Erik: For me, it isn’t a specific medium, but the challenge of how to create certain pieces for a new character, like Gambit’s glove or Green Lantern’s chest piece.

GeekDad:
It’s been awhile, but I used to do quite a bit of scale model building and I see a lot of similarities in techniques between small-scale building and prop and armor building. Have you ever done any scale modeling or smaller scale builds?
Aldridge:
When I was younger I really enjoyed building model cars, but I haven’t done any in decades. My daughter is a wizard with clay and has built some great miniatures.
GeekDad:
Most of our readers are parents and, like me, want to share their geeky interests with their kids. I’ve been doing father and son cosplay with my son since he was born. Do you have any suggestions on how parents can get their kids interested and involved with cosplay and fabrication?
Aldridge:
I think the most important piece is making sure the kids are interested and to help build that passion. Go to cons, visit the local comic store, watch the movies and shows. Sooner or later they are going to really gravitate towards a character. It’ll either be one that they really relate to at an emotional level or one that they are drawn to based on shared characteristics. They’ll let you know when “their” character presents him/herself. Once that happens, their imaginations take over, and they really want to be involved and help with the transformation so they can embody that character.
GeekDad:
A lot of us geeks would love to do something we love as a full-time job. Do you have another job besides cosplay and prop making? If so, what is it? And do you have any tips for our readers on how to work towards a passion becoming a full-time “career”?
Aldridge:
I work as a sales rep and have been in the same industry for nearly 20 years. I love cosplaying, but I view it as an escape from my everyday life. I get to be someone else for those few hours. I think if cosplaying was my main source of income I might find the pressure of trying to use it to pay bills would distract from my overall enjoyment of it.
Those that do cosplay as a career and have the passion for it on a constant basis are a special breed. I think it’s awesome when someone can combine those things together and be happy.
GeekDad:
Something along the lines of “Being a geek isn’t about what you love but how you love it,” is sort of the new geek mantra. Do you have anything, besides cosplay, that you consider yourself a geek about?
Aldridge:
Ella: Besides cosplay, I’m considered a geek because I’m a total fangirl. Whenever someone mentions a movie or TV show that I love, I freak out and ramble on and on about it. It’s pretty hilarious but kind of annoying at times. Second, for many movies, songs, and TV shows, I tend to know facts about the storyline or theme or even just behind-the-scenes stuff, just like my dad. Third, in general, I love movies like The Avengers or Goonies or just any 1980s movie. I also love shows like Stranger Things or The Walking Dead. My family can sometimes be considered as the geeky family, which we are proud of.

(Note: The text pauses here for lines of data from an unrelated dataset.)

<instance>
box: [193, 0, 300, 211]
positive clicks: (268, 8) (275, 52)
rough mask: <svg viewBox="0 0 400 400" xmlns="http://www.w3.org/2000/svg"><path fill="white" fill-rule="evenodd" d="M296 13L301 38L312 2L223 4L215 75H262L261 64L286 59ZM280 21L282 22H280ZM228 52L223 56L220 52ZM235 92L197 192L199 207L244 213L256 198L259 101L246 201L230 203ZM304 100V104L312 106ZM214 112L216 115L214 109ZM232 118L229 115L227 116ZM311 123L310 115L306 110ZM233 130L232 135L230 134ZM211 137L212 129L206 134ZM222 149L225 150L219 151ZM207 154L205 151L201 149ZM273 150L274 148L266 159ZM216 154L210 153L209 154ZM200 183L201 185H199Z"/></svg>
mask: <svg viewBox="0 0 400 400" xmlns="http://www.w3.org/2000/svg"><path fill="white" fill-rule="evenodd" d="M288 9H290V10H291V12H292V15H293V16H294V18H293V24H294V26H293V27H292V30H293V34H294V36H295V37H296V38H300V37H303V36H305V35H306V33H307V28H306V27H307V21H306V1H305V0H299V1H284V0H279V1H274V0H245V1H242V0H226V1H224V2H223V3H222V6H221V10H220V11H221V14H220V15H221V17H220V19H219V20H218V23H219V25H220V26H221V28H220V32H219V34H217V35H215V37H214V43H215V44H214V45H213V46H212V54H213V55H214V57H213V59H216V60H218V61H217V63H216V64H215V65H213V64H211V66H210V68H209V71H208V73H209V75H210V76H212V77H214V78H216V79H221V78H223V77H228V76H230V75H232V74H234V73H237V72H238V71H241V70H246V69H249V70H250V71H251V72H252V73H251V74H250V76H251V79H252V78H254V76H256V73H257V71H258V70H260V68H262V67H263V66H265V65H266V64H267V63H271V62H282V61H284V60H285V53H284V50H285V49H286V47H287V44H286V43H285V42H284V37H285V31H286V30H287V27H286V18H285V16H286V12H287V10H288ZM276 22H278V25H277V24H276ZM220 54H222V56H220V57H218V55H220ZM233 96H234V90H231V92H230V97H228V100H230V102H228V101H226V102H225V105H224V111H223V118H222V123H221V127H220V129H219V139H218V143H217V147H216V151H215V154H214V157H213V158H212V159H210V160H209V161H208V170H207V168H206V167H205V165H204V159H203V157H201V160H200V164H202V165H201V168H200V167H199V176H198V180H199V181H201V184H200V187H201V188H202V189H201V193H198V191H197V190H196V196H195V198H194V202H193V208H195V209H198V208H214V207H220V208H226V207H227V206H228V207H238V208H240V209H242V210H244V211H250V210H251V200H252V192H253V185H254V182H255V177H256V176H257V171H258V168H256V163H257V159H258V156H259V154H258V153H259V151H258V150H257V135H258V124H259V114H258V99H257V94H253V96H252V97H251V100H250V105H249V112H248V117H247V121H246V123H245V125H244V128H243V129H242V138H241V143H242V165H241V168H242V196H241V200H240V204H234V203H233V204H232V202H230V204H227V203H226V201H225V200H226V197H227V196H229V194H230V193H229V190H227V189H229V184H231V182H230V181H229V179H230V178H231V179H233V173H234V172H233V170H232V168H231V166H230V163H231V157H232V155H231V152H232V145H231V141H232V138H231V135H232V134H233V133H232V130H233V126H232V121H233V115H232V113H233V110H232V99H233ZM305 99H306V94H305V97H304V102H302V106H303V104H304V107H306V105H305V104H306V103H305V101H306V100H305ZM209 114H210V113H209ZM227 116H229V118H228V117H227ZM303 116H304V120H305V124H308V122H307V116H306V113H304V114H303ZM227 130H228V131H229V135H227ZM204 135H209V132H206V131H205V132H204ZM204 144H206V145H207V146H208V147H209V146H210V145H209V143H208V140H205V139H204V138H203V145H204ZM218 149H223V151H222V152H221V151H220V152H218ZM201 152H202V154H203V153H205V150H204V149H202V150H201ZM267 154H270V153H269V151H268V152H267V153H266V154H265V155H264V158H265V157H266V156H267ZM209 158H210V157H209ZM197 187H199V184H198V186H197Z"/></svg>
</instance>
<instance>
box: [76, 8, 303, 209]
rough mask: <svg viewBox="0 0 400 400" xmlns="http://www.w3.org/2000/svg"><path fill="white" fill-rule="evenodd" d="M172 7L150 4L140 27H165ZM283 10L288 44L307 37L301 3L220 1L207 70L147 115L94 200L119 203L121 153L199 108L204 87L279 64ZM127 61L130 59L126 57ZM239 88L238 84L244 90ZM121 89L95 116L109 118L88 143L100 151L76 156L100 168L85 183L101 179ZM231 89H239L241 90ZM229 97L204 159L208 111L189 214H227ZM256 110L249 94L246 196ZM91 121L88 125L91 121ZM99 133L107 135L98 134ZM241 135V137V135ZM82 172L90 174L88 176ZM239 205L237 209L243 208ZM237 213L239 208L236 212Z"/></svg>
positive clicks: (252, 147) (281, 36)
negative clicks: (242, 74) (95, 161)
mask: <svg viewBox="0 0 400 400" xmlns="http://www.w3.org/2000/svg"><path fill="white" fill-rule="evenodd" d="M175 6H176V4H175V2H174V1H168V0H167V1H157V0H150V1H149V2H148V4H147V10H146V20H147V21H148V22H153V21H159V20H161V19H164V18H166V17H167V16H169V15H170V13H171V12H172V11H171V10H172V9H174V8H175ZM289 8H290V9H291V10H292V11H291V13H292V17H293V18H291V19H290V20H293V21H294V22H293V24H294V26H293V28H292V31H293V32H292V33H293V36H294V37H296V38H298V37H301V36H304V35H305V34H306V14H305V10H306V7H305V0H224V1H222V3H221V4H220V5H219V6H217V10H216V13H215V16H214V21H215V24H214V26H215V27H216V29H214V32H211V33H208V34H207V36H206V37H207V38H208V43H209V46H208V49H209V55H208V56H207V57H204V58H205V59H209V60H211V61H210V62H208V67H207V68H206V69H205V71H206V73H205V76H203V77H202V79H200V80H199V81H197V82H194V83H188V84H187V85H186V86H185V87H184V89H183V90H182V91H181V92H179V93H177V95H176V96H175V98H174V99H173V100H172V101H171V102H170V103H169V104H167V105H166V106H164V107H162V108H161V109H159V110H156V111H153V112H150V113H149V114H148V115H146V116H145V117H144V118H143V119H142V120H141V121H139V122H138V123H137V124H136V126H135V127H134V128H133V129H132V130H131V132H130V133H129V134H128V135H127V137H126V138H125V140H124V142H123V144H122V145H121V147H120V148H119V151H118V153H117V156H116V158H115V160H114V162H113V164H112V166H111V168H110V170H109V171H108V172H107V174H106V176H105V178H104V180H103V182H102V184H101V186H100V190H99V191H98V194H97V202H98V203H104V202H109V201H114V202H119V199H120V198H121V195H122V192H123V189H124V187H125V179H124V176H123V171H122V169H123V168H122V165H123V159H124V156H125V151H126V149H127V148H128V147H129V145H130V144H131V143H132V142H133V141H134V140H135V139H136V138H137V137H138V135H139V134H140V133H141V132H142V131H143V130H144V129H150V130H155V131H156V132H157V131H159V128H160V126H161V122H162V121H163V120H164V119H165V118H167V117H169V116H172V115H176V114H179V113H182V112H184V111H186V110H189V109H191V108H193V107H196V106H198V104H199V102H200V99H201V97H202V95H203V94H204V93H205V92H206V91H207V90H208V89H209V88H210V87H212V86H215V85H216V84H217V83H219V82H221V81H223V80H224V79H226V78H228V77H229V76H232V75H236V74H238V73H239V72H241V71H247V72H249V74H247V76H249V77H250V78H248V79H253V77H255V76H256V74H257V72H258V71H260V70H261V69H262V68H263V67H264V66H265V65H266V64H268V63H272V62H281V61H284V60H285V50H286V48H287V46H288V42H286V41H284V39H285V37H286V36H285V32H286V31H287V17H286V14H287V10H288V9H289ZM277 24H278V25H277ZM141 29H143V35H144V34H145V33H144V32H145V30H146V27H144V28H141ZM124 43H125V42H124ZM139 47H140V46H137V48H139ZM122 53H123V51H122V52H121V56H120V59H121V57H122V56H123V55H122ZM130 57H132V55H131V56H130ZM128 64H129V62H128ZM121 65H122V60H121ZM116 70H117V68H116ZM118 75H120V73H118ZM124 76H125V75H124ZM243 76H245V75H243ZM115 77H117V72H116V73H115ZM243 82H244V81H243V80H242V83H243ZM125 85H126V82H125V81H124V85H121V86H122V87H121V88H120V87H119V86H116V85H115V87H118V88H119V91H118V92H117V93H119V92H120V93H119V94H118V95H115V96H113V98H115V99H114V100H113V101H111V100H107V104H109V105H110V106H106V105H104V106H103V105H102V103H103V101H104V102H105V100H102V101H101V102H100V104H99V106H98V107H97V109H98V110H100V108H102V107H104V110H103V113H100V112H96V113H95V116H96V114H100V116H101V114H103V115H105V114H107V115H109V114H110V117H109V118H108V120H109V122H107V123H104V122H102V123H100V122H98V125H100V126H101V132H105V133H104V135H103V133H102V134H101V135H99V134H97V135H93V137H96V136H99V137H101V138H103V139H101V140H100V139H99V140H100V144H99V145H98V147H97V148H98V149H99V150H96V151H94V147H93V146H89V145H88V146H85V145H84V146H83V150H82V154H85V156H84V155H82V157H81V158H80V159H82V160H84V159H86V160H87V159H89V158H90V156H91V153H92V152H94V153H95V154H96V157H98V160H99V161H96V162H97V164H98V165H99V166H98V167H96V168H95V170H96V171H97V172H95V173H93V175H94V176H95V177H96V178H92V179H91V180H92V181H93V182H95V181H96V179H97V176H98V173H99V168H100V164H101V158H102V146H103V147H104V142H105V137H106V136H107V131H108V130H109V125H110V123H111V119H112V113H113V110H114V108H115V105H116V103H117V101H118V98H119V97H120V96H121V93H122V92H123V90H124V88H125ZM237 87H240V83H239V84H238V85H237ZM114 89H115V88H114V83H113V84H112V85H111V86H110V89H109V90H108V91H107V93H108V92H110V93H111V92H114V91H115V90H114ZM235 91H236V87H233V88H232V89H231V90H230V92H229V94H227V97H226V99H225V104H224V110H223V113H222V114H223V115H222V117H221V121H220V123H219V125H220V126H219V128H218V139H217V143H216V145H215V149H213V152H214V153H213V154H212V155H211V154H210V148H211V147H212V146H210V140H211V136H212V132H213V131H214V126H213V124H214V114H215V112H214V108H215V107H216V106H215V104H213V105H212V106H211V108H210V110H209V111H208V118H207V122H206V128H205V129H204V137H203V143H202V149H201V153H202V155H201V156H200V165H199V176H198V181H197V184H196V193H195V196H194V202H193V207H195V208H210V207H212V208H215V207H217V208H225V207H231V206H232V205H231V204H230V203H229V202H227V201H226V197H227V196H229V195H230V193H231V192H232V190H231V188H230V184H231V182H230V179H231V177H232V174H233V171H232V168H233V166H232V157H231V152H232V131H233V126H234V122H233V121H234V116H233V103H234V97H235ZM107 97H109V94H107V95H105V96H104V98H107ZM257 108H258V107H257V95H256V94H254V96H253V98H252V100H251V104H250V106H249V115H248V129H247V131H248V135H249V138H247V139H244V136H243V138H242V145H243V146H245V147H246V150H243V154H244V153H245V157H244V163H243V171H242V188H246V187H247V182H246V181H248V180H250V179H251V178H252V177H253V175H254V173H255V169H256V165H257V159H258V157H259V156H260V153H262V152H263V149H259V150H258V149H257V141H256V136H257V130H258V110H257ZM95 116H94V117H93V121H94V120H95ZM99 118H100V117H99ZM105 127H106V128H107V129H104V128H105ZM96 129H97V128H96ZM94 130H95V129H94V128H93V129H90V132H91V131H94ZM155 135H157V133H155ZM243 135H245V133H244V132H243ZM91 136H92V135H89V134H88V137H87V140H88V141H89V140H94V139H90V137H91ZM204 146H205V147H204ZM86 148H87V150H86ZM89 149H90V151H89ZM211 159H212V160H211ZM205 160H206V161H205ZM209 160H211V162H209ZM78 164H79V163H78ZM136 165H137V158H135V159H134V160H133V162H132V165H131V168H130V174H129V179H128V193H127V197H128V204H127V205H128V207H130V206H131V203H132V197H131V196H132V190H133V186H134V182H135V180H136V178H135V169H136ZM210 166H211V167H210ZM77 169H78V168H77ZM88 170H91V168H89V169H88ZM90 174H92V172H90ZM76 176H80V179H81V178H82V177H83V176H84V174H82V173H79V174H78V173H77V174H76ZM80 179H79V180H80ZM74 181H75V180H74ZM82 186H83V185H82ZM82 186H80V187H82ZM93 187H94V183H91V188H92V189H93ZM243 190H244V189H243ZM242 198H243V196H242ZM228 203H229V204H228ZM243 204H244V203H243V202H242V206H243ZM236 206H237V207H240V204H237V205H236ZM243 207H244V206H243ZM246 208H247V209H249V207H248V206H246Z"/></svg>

Terri: I love history. Especially the World War II era. I also love biology and anatomy and have a career as a dental hygienist. It is my passion.

Erik: I think being a geek is just kind of who I am. If I’m not working my daytime job, you can usually find me wearing a t-shirt with some sort of fandom represented. My office is covered in autographs and pictures from various cons. I have an Atari 5200 hooked up to my office monitor. There’s always a sci-fi or horror novel sitting on my nightstand. We have little pieces of geekiness hiding throughout our house. It’s part of our family life, and we’re closer because of it.

GeekDad:
What upcoming conventions do you have on your schedule that people could see you at?
Aldridge:
I’ll be attending Central City Comic Con (October 14-16) and the RenCon (October 28-30) as part of the Wells Yellowstone Time Machine crew. It’s a screen accurate replica of the DeLorean from Back To The Future.
In November, the family will most likely be attending the Eugene Comic Con (November 11-13). We love taking pictures, so feel free to stop us and ask.
GeekDad:
I’ll be at RenCon as well. Hope to see you there. Thanks, everyone!